Last year it was relatively easy to make some broad-brush descriptions of the vintage. This year it really isn’t so easy.
- The growing season has delivered very little consistency in terms of yield – it’s very low but not consistently-so. Poor weather at flowering was the starting point, followed by frosts, constant rain, then later came occasional hail and the concomitant disease pressure that made life harder, day by day. The only ‘given’ was that the Côte de Nuits suffered less than the Côte de Beaune. Some parcels have come close to delivering a ‘normal’ yield, while neighbouring vines have offered nothing – for example Jean-Marc Roulot has 50% less volume in 2012 and decided not to bother harvesting 45 small parcels! Meursault certainly suffered, with most of the renowned domaines harvesting near to 20 hl/ha. Biodynamic practitioners were particularly made to suffer, but not just them – the grapes of Camus (for instance) in Charmes-Chambertin, and they have a lot, were almost wiped out.
- Despite the vigneron’s many trials and tribulations during April to early July, the second half of July and August was just about perfect for ripening those few grapes that avoided the attention of botrytis, mildew, oïdium, hail and sunburn. But when to harvest? A few domaines in the Côte de Nuits, mirrored by the great white villages of the Côte de Beaune, chose to get everything in by Friday 21st – before the rain was forecast to arrive – whereas some others (a smaller group) hadn’t even started by Friday 28th (actually the day Clos de Tart started). Laurent Ponsot, always on the edge, begins his harvest today. Harvesting temperatures have not been particularly high, so only those grapes harvested in the mid-afternoon sun (still rarely above 20°C) really benefited from cooling. But what of those grapes…?
- The whites from the Côte de Beaune often needed triage to remove a little botrytis (sometimes a lot!) and to remove the split, dried grapes which had been hit by hail. The skins were reasonably thick, showing plenty of flavour, and there was good maturity too. Fermentations have started quite quickly but there seems no reduction. Probably not the freshness of 2008/2010 but it is very early to be definitive, particularly as the lab results are currently all over the graph-paper!
- The reds: except in one dimension, almost always exceed expectations – at least those expectations that were set by the mid-summer commentaries – the one dimension where expectations were fulfilled was the yield; on average 40% down. Some vineyards in the Côte de Beaune were below 10 hl/ha, the Côte de Nuits generally had more opportunity to reach 30+ hl/ha. The grape size was rarely a match for the tiny caviar-like 2010s, indeed young-vine bunches were pretty large, the older vines contributing much finer clusters. I have to say that the grapes (from many villages) that passed over our triage table were very clean indeed, just behind 2011 in terms of botrytis but with less unripe material to weed-out. Only one parcel from Santenay had botrytis similar to 2007 – still, much better than 2004 – yet others from Santenay were very clean and impressive. So, overall cleanliness was close to that of 2011, but with much better maturity – many from 2011 were chaptalised, that won’t really be needed in 2012 – we had to throw very little away at the home domaine (fortunately! as there was little enough to start with) other than those grapes that had been marked by the hail (click on the example above – also with a little botrytis in evidence). The skins are thick and flavourful too – there will be many very good wines in 2012, just a paucity of bottles…

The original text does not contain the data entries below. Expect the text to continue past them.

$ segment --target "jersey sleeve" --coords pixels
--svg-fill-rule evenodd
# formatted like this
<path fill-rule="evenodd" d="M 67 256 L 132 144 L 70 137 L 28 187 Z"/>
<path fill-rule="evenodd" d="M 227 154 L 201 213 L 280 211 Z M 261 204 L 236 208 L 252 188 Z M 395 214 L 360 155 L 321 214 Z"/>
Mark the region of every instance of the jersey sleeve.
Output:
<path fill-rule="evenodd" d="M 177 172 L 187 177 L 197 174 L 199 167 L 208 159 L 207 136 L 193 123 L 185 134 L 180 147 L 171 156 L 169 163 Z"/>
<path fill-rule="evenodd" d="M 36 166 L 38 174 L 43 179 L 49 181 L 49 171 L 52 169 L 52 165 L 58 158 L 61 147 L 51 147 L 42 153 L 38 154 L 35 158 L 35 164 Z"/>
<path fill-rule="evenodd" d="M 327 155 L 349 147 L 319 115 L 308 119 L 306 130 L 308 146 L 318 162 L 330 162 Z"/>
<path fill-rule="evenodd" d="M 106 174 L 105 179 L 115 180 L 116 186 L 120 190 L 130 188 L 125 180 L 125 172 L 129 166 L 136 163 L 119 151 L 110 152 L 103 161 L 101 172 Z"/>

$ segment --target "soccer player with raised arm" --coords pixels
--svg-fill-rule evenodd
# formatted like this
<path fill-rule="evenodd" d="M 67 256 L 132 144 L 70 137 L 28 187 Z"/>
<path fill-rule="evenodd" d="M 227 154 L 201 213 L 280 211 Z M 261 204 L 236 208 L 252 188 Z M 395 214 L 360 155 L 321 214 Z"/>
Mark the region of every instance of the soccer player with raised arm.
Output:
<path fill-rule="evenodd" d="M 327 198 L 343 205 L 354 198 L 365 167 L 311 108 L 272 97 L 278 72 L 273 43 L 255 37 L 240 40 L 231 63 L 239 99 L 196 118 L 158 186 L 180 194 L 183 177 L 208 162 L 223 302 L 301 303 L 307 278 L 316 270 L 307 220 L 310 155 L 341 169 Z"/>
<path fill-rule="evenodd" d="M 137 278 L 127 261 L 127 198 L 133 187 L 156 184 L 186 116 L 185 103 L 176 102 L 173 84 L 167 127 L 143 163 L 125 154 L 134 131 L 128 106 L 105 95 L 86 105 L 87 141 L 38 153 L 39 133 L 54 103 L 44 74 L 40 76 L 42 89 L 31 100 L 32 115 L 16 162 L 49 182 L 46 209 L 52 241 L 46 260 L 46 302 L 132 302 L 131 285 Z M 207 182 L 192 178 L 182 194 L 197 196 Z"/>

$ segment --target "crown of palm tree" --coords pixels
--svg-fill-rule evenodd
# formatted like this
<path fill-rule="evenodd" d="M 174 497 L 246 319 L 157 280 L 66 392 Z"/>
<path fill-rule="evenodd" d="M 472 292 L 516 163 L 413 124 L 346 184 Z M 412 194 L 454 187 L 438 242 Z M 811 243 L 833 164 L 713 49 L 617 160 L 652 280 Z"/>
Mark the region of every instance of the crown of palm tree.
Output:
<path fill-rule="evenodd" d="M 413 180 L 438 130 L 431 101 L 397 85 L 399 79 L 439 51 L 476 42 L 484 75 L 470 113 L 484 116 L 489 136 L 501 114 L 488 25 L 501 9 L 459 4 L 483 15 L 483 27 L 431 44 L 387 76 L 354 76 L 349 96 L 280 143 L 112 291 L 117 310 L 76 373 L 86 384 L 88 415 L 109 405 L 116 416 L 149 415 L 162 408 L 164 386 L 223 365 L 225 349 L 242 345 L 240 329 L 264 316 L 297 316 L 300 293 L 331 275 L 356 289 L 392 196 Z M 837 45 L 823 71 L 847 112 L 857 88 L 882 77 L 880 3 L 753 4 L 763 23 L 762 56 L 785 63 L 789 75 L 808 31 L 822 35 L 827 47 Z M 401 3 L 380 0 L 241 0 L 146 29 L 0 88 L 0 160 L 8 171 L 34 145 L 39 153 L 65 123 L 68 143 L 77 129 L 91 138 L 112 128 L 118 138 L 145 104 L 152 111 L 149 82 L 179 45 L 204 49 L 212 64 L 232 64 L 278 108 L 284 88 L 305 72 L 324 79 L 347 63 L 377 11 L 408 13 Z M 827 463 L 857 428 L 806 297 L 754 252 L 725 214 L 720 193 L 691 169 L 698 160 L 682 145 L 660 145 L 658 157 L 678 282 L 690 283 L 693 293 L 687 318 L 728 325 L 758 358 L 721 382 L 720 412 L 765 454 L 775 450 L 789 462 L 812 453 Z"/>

- Fauna: there was little wildlife on the triage table this year – a rare ladybird, a few earwigs (plenty of those in Gevrey last year) and spiders – perhaps a few more stink bugs than usual.
Almost the last throes of harvesting for the ‘home-team’ was in Le Chambertin (only some Hautes Côtes left to pick next week) you can’t actually see the (three) courtiers fighting for their cases in the pics below (thanks Outi!) but they almost were – one of their customers told me ‘well they certainly earned their commission that day’! Those Chambertin grapes needed a little triage, but had very good ripeness, hopefully not too-much ripeness as overall the clusters were a little less ‘tight’ than the other grapes we triaged – with skins that were a little more fragile than the average – but the lab-numbers look good, so let’s see. The reds I triaged last week are now extracting their colour nicely but only just beginning to ferment. They seem to offer balance and length (as best as one can currently tell) with pHs in the region 3.3-3.5. Let’s see how they develop.